The practical split we’ve found most effective: AI handles 95% automatically, humans review the 5% edge cases. This dramatically reduces the stakes of AI errors because the system is designed for human involvement at critical points.

You’re not trying to eliminate human oversight. You’re amplifying human capability by having AI handle volume, freeing humans to focus on judgment and exceptions.

When NOT to Use LLM Agents

For zero-tolerance scenarios—critical medical decisions, nuclear facility controls, financial settlement—LLM-based agents may not be appropriate. Use deterministic automation instead.

The principle: match the tool to the requirement, not the requirement to the tool.

The Path Forward

We’ve created a world of brilliant advisors who can’t lift a finger to help. AI agents are incredibly capable at reasoning and adaptation. But they’re unpredictable in ways traditional automation never was.

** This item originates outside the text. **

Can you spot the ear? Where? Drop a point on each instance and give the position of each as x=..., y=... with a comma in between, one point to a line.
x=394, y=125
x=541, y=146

The solution isn’t to wait for perfect AI. It’s to build systems that acknowledge this tradeoff, channel creativity where it helps, constrain it where it hurts, and keep humans involved in decisions that matter. Start with lower-level agents in controlled environments. Build understanding and oversight mechanisms. Create appropriate guardrails. Only gradually increase autonomy as trust builds and performance validates.

The future of AI isn’t about replacing human judgment. It’s about amplifying it—building systems smart enough to handle complexity while humble enough to know their limits.